Wethouder Maarten van Poelgeest schreef, samen met Mirjam de Rijk (stichting Natuur en Milieu) en Tjeerd Herrema (wethouder PvdA) een opiniestuk in de Volkskrant over een mogelijke weg langs het Naardermeer.

In de discussie over de inmiddels beruchte A6-A9,  de nieuwe verbinding tussen Amsterdam en Almere, wekken sommigen de indruk dat het gaat om een keuze tussen natuur of mensen. Het sparen van het Naardermeer en de Gein- en Vechtstreek zou, zo wordt gesuggereerd, ten koste gaan van de mensen in Amsterdam Zuid-Oost. Het is een mooie retorische vondst, maar ver bezijden de waarheid.

Om te beginnen zijn de tunnel en de bijbehorende aan- en afvoerwegen niet alleen slecht voor de natuur, maar juist ook voor mensen. In het gebied waar de aan- en afvoerwegen en de tunnelmonden komen, fietsen en wandelen nu jaarlijks honderdduizenden mensen. Het is de achtertuin van Amsterdam. Die achtertuin gaat met de A6-A9-tunnel letterlijk kapot.

De voorstanders van de A6-A9-tunnel (een tunnel door de Gooi- en Vechtstreek en langs het Naardermeer) stellen een schrikbeeld in het vooruitzicht als de nieuwe snelwegtunnel er niet komt: het alternattief is een verdubbelde snelweg dwars door Amsterdam, de huidige Gaasperdammerweg. Ook dat is retorisch sterk, maar het klopt niet. Het hele idee achter het plan van gemeente en milieu-organisaties voor de Gaasperdammerweg (de zogenaamde ‘stroomlijnvariant’) is juist om het béter te maken voor de bewoners er om heen.
De bewoners van Gaasperdam en Zuid-oost wonen nu aan een weg die nooit was bedoeld als snelweg maar dat uiteindelijk wél geworden is. Bijna zonder maatregelen tegen overlast en zonder dat de weg ooit is ingepast in de omgeving rijden hier grote hoeveelheden auto’s langs. De Amsterdamse stroomlijnvariant kan deze weinig aantrekkelijke situatie oplossen.
Dat kan door de bestaande weg dieper te leggen en er daken op te leggen, overkluizen in jargon.

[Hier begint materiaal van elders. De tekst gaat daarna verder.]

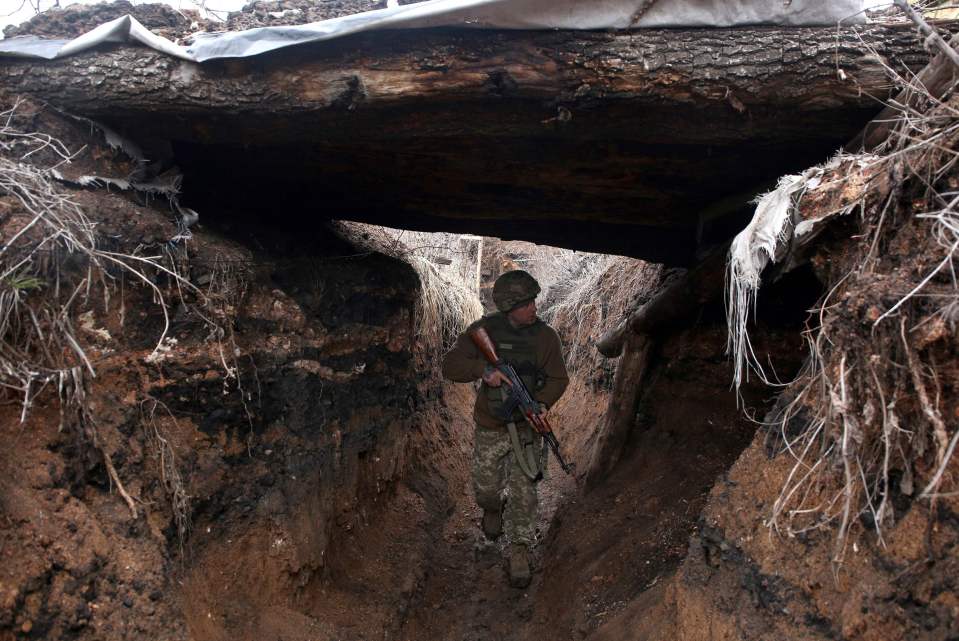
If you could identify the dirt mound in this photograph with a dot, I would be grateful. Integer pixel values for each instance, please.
(272, 13)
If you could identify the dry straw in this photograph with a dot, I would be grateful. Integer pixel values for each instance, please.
(448, 269)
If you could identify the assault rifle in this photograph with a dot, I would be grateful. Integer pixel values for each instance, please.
(519, 396)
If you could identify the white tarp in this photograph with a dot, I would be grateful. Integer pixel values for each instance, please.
(483, 14)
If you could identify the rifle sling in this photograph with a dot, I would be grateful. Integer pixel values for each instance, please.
(527, 461)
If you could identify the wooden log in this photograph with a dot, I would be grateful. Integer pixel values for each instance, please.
(739, 71)
(701, 284)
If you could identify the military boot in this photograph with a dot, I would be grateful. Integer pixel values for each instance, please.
(519, 571)
(492, 523)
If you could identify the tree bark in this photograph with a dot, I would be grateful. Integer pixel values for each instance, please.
(607, 142)
(734, 70)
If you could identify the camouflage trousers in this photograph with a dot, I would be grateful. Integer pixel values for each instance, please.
(496, 472)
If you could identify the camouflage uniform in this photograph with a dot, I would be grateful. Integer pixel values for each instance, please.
(536, 353)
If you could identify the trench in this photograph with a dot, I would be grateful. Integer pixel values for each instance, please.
(351, 515)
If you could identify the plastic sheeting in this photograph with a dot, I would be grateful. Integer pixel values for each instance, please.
(482, 14)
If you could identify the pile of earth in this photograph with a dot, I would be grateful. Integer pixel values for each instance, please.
(77, 19)
(179, 25)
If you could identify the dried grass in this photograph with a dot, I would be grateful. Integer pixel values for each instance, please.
(603, 292)
(865, 423)
(448, 269)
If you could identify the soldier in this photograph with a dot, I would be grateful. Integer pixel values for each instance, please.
(509, 455)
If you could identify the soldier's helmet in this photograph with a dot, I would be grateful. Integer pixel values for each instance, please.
(514, 288)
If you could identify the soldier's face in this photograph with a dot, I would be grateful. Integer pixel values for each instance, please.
(523, 315)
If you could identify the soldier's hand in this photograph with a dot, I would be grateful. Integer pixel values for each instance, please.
(495, 378)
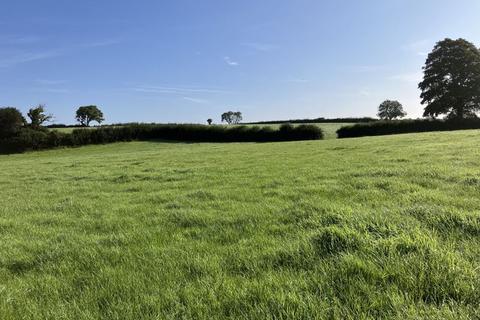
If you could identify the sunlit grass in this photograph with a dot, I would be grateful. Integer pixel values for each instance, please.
(381, 227)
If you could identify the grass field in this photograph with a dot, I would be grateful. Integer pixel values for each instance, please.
(380, 227)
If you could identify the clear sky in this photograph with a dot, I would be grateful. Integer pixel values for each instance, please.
(189, 60)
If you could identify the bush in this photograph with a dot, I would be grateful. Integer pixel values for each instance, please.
(29, 139)
(11, 122)
(405, 126)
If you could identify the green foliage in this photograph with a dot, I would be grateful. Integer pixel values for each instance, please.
(372, 228)
(451, 84)
(389, 110)
(38, 117)
(406, 126)
(231, 117)
(11, 121)
(31, 140)
(87, 114)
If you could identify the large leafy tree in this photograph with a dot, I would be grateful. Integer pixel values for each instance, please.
(87, 114)
(231, 117)
(38, 116)
(451, 83)
(11, 121)
(390, 110)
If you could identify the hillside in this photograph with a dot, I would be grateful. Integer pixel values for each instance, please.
(380, 227)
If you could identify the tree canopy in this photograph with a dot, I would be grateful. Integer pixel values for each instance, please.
(231, 117)
(389, 110)
(451, 83)
(37, 116)
(87, 114)
(11, 121)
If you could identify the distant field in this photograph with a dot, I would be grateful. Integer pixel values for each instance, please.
(379, 227)
(329, 129)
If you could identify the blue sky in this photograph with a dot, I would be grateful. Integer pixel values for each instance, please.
(189, 60)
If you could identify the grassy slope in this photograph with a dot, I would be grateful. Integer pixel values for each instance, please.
(373, 227)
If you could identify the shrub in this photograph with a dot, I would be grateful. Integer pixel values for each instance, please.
(405, 126)
(11, 121)
(29, 139)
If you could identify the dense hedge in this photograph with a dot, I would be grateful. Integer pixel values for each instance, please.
(29, 139)
(405, 126)
(317, 120)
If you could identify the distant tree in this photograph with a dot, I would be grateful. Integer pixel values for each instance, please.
(11, 121)
(231, 117)
(451, 82)
(390, 110)
(87, 114)
(38, 117)
(237, 117)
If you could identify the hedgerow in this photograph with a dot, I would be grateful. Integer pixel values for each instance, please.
(28, 139)
(405, 126)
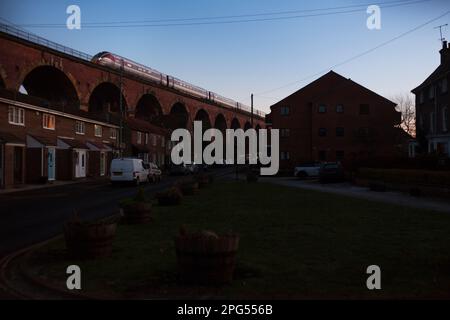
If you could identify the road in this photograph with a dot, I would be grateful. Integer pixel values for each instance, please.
(32, 216)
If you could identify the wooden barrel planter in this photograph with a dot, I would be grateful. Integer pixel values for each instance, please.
(170, 197)
(90, 240)
(137, 212)
(202, 180)
(189, 188)
(207, 260)
(252, 176)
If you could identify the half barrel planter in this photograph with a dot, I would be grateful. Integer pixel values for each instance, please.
(89, 240)
(206, 260)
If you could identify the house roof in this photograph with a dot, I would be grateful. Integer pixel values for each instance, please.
(140, 148)
(437, 74)
(99, 145)
(72, 143)
(72, 109)
(10, 138)
(338, 77)
(144, 126)
(46, 141)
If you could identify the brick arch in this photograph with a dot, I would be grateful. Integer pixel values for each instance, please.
(32, 66)
(201, 113)
(148, 107)
(3, 77)
(98, 81)
(115, 84)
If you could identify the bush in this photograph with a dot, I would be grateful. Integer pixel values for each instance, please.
(170, 197)
(377, 187)
(252, 176)
(137, 210)
(202, 180)
(409, 177)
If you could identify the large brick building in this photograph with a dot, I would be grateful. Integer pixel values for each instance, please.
(432, 108)
(334, 119)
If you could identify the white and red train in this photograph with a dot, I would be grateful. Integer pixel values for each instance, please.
(114, 61)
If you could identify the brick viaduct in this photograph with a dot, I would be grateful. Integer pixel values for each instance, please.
(68, 79)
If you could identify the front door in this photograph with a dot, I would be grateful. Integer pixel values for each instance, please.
(80, 163)
(18, 165)
(102, 163)
(1, 166)
(51, 163)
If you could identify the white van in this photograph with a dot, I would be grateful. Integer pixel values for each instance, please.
(129, 170)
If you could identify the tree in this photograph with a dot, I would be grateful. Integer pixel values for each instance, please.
(406, 105)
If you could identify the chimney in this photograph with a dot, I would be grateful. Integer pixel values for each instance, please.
(445, 52)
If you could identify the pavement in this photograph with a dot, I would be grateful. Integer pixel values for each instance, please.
(347, 189)
(31, 216)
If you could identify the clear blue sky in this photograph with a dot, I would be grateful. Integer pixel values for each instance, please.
(238, 59)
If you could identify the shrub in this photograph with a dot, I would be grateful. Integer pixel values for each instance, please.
(409, 177)
(170, 197)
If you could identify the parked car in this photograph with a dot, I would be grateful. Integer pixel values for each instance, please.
(179, 169)
(307, 170)
(331, 172)
(193, 168)
(129, 170)
(154, 173)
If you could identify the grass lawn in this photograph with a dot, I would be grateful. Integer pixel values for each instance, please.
(294, 244)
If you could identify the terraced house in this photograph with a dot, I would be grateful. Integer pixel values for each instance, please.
(432, 108)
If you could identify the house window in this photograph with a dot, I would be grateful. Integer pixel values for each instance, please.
(431, 92)
(285, 111)
(98, 130)
(322, 108)
(113, 133)
(444, 85)
(285, 133)
(16, 116)
(445, 119)
(364, 109)
(432, 122)
(48, 121)
(421, 97)
(322, 132)
(284, 155)
(79, 127)
(322, 155)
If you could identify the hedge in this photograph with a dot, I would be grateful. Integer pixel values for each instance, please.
(409, 177)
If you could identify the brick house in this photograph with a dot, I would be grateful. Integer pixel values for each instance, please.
(432, 108)
(39, 142)
(334, 119)
(148, 142)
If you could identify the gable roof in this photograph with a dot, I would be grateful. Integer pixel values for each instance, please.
(438, 73)
(338, 77)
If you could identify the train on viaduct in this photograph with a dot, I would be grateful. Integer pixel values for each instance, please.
(44, 84)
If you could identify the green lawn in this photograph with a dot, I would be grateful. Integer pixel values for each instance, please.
(294, 244)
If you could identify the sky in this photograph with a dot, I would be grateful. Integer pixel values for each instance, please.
(240, 58)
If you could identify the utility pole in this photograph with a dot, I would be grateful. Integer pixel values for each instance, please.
(440, 31)
(121, 109)
(251, 118)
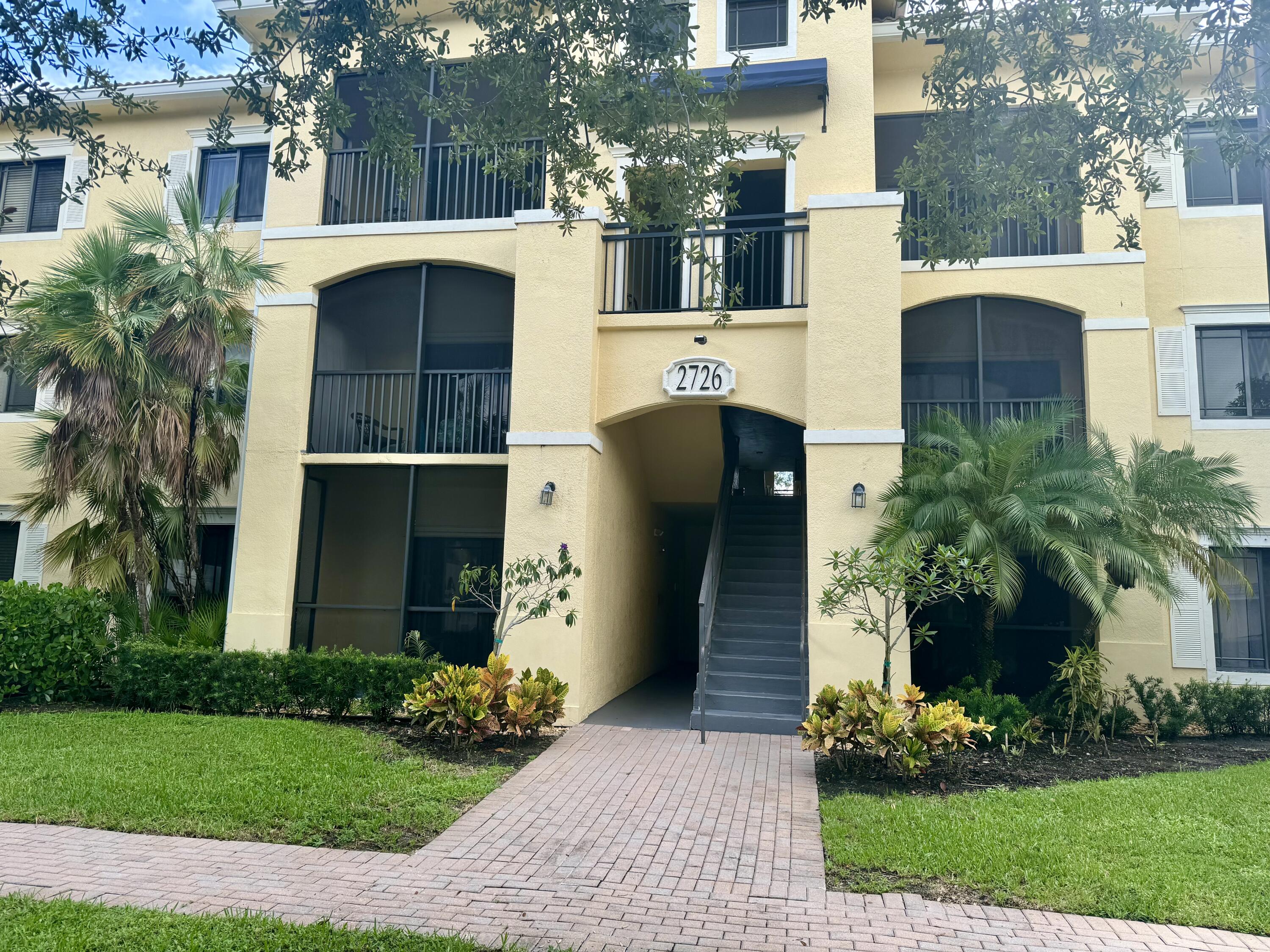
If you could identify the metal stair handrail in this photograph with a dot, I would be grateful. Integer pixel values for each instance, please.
(712, 574)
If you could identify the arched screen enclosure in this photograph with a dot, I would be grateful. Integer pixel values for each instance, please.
(986, 357)
(413, 361)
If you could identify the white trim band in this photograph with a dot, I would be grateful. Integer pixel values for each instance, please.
(1035, 262)
(533, 216)
(856, 200)
(295, 297)
(557, 438)
(1115, 324)
(818, 437)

Om de bewoners goed te beschermen moet zo’n drie kilometer van de weg worden overkluisd. Daardoor neemt niet alleen de geluidhinder en de luchtvervuiling flink af, de snelweg is dan ook eindelijk geen betonnen barrière meer tussen twee stukken Amsterdam. De bewoners van Zuid-Oost en Gaasperdam strijden hier al decennia voor. Er kunnen zelfs huizen bij worden gebouwd, er kan een park op aangelegd worden, de stad wordt weer één. En de achtertuin vasn Amsterdam, de Gein en Vechtstreek, wordt door de Amsterdamse stroomlijnvariant niet alleen behouden maar plotseling ook veel bereikbaarder, doordat je niet eerst op een snelweg stuit als je de stad uitfietst.
De deelraad van Amsterdam Zuidoost sprak zich onlangs unaniem uit voor deze Gaasperdammer-wegvariant, juist omdat het de leefbaarheid verbetert.

De Amsterdamse variant gaat bovendien niet alleen over asfalt. Verbetering van het openbaar vervoer en invoering van de kilometerprijs zullen er voor zorgen dat het verkeer veel minder toeneemt dan in de berekening waar de minister van uit gaat. Onderzoek van het ministerie zelf laat zien dat de kilometerprijs zorgt voor een sterke afname van de files. De kilometerprijs moet rond 2012 ingevoerd zijn; tunnels aanleggen en wegen verbreden duurt langer. Het is dan ook vreemd dat hetzelfde ministerie bij het berekenen van de benodigde wegcapaciteit de effecten van die kilometerprijs niet of nauwelijks meeneemt.

Het alternatief voor de tunnel langs het Naardermeer is kortom geen stinkende snelweg door Amsterdam Zuid-Oost, maar een combinatie van beter openbaar vervoer, invoering van betalen-per-kilometer en het écht toekomstbestendig maken van de snelweg die nu al door Zuid-Oost loopt.
Een alternatief dat dus niet alleen de bereikbaarheid verbetert, maar ook de leefbaarheid en stedelijke kwaliteit, en zorgt voor behoud van mooi landschap en recreatiegebied.